Women at high risk of HIV infection in Kenya saw disproportionate reductions in economic security as well as reductions in risky sexual behavior during the COVID-19 pandemic, a new study found.
The study, published in JAMA network open, enrolled 1,725 women at high risk of HIV infection in rural Kenya and assessed their economic security, food security, health and sexual behavior during the pandemic.
“We asked a group of women who depend on sex work in rural Kenya about their experiences during the COVID-19 lockdown. These women saw a dramatic decline in economic opportunity, more than anywhere in the country, ”said study author Nolan Kavanagh, MPH, MD candidate at the University of Pennsylvania and lecturer at the University of Michigan infection. “It is an example of the unjust threat to well-being posed by the pandemic. The sexual activity of these women also declined, suggesting the pandemic could shape the HIV / AIDS epidemic in sub-Saharan Africa. “
The mean age of the women in the study was 29.3 years, and 68% said they had sex work as a source of income. Compared to an estimated 5.6% decline in the Kenyan economy during the pandemic, the women surveyed saw an almost 10-fold greater drop in income, according to the study.
“We expected the pandemic to stem economic opportunities, but we were shocked by the scale,” said Kavanagh. “The median income of the women we surveyed fell from $ 7.05 a week before the pandemic to $ 1.88 during the pandemic. Women who are dependent on sex work for their income have had to accept particularly sharp falls in income and employment and suffered from higher food insecurity. “
Among respondents surveyed, 1,385 (80.3%) said they had difficulty eating in the past month, and 1,500 (87%) said they were worried about having enough to eat at least once. Those who relied on transactional sex for income were 18.3% more likely to worry about enough food, and reported that employment fell 4.6 hours more than those who did not transactional sex.

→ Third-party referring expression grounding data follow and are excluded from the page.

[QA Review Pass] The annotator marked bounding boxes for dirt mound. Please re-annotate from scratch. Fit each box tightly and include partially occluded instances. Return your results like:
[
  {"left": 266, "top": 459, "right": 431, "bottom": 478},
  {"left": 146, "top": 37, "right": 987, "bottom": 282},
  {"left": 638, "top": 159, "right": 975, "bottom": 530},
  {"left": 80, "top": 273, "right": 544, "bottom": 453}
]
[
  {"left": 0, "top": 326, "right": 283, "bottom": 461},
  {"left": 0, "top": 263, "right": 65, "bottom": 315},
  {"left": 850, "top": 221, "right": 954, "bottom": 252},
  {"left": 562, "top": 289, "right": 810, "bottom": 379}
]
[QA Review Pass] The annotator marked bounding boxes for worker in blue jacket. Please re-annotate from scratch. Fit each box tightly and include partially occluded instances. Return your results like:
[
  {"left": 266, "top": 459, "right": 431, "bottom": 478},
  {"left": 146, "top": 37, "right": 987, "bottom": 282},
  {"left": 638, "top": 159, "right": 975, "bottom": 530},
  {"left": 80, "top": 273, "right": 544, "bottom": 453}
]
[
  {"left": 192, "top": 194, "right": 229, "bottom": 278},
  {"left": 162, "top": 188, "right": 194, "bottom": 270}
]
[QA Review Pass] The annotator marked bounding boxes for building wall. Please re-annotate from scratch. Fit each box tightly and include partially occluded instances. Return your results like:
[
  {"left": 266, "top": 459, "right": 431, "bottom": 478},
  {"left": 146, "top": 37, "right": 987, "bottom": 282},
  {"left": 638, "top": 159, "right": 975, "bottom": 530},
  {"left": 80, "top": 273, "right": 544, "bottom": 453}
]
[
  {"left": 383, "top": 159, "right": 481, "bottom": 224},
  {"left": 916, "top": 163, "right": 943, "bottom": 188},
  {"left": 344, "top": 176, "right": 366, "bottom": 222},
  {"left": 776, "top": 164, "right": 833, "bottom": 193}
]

The number of sexual partners decreased from an average of 1.8 before the pandemic to 1.1 during the pandemic, and the number of transactional sex partners decreased from 1.0 to 0.5
“Sex workers and other high-risk groups are particularly at risk during the pandemic,” said Kavanagh. “They are at higher risk of infection because of their work, but have less access to medical and social services. As healthcare providers, we can work to provide inviting spaces and advocate programs that protect them.
“In general, the paper highlights how our work as clinicians intersects with social and economic structures. It is no coincidence that the patients we see are affected by COVID-19. Rather, they become vulnerable through the way they support their families and through the resources that society has (not) made available to them. “
More research is needed to understand the long-term results associated with the pandemic, as the study only assessed results at a time and assessed the impact of COVID-19 at the onset of the pandemic. Long-term studies are also needed to determine whether changes in sexual behavior persist.
“Understanding how economic well-being and sexual behavior have changed over time can ensure that policy responses are timely and meet the needs of communities,” said Kavanagh. “From a political point of view, we need to ensure that populations traditionally excluded from social policy have access to services. Sex workers are more vulnerable today than ever. Likewise, when designing responses to the pandemic, policy makers must consider the health and economic equity of its effects. “
Previous research has found that people living with HIV or AIDS are at higher risk of developing and dying from COVID-19. A study published in Scientific reports found that people with HIV were 24% more likely to contract SARS-CoV-2 and 78% more likely to die from COVID-19.
Other research has found that non-HIV comorbidities are the leading causes of the severity of COVID-19 in people with HIV.